Many sweetened breakfast cereals contain at least four teaspoons of sugar per serving. A sugar spike first thing in the morning will set you up for insulin and blood sugar spikes followed by a crash that will have you reaching for more sugar to bring back your energy throughout the day.
Even foods as seemingly nutritious as a peanut butter and jelly sandwich, a kid favorite, can have as much as 18 grams of sugar. A six-ounce container of yogurt can have 27 grams, a small serving of raisins has about 30 grams, and a half-cup serving of some tomato sauces has up to seven grams of sugar.
How can we avoid it?
The easiest way to avoid added sugars is to eliminate processed foods. Instead, choose organic meat, nuts, seeds, vegetables, whole dairy, healthy fats like coconut and olive oil, and fruit in moderation.

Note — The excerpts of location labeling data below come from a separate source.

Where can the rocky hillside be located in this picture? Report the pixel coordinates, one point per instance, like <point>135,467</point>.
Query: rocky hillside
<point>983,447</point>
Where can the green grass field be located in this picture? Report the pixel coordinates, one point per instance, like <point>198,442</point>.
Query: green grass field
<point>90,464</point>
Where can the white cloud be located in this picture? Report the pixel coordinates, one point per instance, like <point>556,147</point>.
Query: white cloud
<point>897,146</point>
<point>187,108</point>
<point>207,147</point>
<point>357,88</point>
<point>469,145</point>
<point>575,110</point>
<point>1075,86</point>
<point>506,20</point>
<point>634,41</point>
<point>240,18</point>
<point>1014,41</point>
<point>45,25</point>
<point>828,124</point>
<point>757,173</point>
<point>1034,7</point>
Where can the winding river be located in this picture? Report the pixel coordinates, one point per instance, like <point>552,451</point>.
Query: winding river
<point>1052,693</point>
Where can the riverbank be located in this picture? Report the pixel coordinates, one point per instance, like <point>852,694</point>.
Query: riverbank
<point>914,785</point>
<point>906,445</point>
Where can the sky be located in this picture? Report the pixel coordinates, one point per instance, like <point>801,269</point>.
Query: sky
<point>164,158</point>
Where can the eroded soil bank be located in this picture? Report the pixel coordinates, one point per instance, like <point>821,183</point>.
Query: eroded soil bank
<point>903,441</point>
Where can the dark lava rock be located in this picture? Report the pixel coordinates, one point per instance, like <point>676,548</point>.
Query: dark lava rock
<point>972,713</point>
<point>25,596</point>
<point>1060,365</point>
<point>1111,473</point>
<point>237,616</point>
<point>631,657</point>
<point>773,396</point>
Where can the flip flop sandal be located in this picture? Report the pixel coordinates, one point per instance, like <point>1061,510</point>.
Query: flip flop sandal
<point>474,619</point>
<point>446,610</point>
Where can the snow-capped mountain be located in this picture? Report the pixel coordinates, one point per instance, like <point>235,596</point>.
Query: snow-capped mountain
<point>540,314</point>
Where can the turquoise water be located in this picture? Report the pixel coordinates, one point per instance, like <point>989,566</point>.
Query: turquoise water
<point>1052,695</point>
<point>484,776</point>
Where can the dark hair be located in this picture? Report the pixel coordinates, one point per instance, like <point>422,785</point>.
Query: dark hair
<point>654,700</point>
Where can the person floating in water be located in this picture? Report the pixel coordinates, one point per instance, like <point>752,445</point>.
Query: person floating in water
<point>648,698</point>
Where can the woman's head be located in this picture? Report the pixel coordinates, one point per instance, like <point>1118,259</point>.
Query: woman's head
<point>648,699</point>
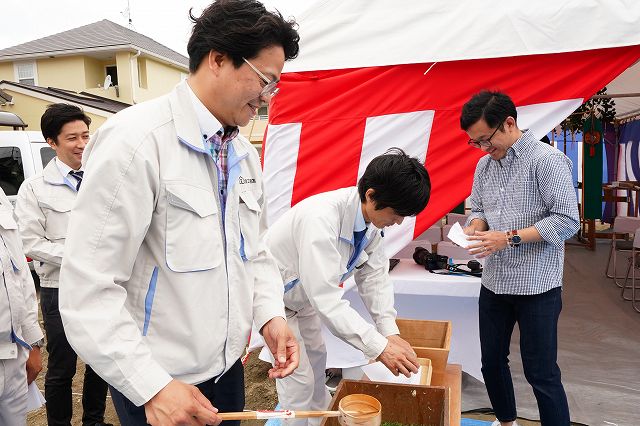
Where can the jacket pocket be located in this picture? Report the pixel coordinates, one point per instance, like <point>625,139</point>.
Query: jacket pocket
<point>193,238</point>
<point>6,220</point>
<point>12,239</point>
<point>148,300</point>
<point>56,212</point>
<point>249,217</point>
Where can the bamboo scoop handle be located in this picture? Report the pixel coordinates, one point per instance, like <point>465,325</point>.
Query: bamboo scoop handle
<point>284,414</point>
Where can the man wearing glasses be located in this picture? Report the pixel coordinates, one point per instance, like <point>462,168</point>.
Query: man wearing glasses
<point>164,271</point>
<point>523,208</point>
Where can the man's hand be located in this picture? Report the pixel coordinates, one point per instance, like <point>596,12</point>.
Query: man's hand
<point>399,356</point>
<point>487,242</point>
<point>180,404</point>
<point>283,346</point>
<point>34,364</point>
<point>469,230</point>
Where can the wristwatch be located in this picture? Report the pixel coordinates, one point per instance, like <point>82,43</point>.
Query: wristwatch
<point>514,239</point>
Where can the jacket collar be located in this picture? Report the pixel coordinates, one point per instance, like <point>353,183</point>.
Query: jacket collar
<point>52,175</point>
<point>185,118</point>
<point>349,219</point>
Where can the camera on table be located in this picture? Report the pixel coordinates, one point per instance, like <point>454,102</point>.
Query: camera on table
<point>430,261</point>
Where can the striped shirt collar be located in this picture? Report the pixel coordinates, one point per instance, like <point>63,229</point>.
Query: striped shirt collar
<point>63,167</point>
<point>360,224</point>
<point>523,143</point>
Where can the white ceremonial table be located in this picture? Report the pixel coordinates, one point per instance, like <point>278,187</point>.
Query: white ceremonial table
<point>420,294</point>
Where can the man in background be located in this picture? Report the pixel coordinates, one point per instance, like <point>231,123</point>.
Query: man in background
<point>523,208</point>
<point>43,207</point>
<point>321,242</point>
<point>20,333</point>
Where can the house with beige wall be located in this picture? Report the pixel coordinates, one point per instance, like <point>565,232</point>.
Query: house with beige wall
<point>99,64</point>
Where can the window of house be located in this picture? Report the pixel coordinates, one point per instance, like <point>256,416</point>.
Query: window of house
<point>112,70</point>
<point>142,73</point>
<point>46,154</point>
<point>26,73</point>
<point>11,170</point>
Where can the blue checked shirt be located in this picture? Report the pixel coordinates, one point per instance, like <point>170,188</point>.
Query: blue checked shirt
<point>530,186</point>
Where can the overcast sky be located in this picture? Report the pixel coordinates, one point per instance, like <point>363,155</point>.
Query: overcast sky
<point>166,22</point>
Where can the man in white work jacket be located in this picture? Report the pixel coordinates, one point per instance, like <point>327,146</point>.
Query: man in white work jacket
<point>164,271</point>
<point>322,241</point>
<point>43,208</point>
<point>20,333</point>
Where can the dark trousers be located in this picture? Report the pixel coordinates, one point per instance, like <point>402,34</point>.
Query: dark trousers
<point>61,367</point>
<point>226,395</point>
<point>537,318</point>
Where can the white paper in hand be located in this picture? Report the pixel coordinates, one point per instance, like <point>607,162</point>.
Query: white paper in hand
<point>35,399</point>
<point>457,235</point>
<point>377,372</point>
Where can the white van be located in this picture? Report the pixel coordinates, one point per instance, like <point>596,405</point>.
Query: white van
<point>22,155</point>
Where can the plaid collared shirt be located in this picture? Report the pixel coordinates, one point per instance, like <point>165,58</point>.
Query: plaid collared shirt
<point>530,186</point>
<point>219,147</point>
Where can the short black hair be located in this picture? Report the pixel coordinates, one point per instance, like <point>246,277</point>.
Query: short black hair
<point>57,115</point>
<point>398,181</point>
<point>493,107</point>
<point>239,29</point>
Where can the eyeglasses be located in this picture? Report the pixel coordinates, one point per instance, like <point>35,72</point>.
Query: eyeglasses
<point>269,88</point>
<point>485,143</point>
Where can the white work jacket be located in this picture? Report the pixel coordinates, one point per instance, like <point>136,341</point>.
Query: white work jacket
<point>152,285</point>
<point>18,304</point>
<point>312,244</point>
<point>43,208</point>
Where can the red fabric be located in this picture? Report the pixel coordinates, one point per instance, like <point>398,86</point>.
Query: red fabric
<point>334,105</point>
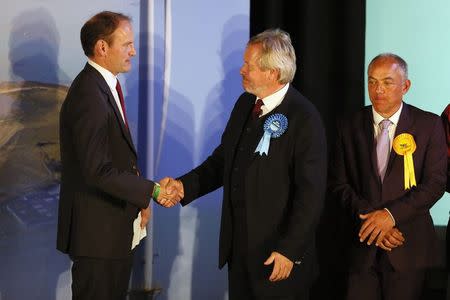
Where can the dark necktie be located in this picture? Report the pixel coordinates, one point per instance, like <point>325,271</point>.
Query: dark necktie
<point>122,103</point>
<point>256,112</point>
<point>383,147</point>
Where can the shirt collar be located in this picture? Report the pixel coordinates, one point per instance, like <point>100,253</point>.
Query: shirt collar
<point>377,118</point>
<point>273,100</point>
<point>109,77</point>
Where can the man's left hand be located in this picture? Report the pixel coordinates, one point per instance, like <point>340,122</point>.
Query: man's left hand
<point>375,226</point>
<point>145,216</point>
<point>282,266</point>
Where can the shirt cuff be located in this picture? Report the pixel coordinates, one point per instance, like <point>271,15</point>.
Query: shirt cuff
<point>392,217</point>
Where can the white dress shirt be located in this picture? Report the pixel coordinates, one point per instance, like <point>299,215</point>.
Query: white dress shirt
<point>377,118</point>
<point>111,80</point>
<point>272,101</point>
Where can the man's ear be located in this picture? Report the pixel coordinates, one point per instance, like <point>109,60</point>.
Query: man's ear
<point>101,48</point>
<point>406,86</point>
<point>274,74</point>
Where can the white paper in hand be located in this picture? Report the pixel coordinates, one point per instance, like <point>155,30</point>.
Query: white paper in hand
<point>138,232</point>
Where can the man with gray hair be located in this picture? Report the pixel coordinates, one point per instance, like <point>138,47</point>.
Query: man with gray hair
<point>388,170</point>
<point>271,163</point>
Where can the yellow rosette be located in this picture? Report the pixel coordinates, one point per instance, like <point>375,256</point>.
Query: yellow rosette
<point>405,145</point>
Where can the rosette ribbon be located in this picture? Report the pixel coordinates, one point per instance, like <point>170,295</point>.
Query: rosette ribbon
<point>405,145</point>
<point>274,127</point>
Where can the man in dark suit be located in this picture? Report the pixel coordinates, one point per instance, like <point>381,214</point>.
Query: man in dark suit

If you do eat processed foods, make sure you always read the labels and beware of “non-fat” foods since they are almost always loaded with chemicals and sugar.
Avoid drinking sweetened beverages, including juices, since they are very high in sugar with no fiber or fat to help balance it out.
Eliminate or reduce artificial sweeteners which can increase cravings for sugar and carbohydrates.
Another simple step is to stop adding sugar. Sweeten cereals and drinks with stevia, a plant-based sweetener that doesn’t cause an insulin release.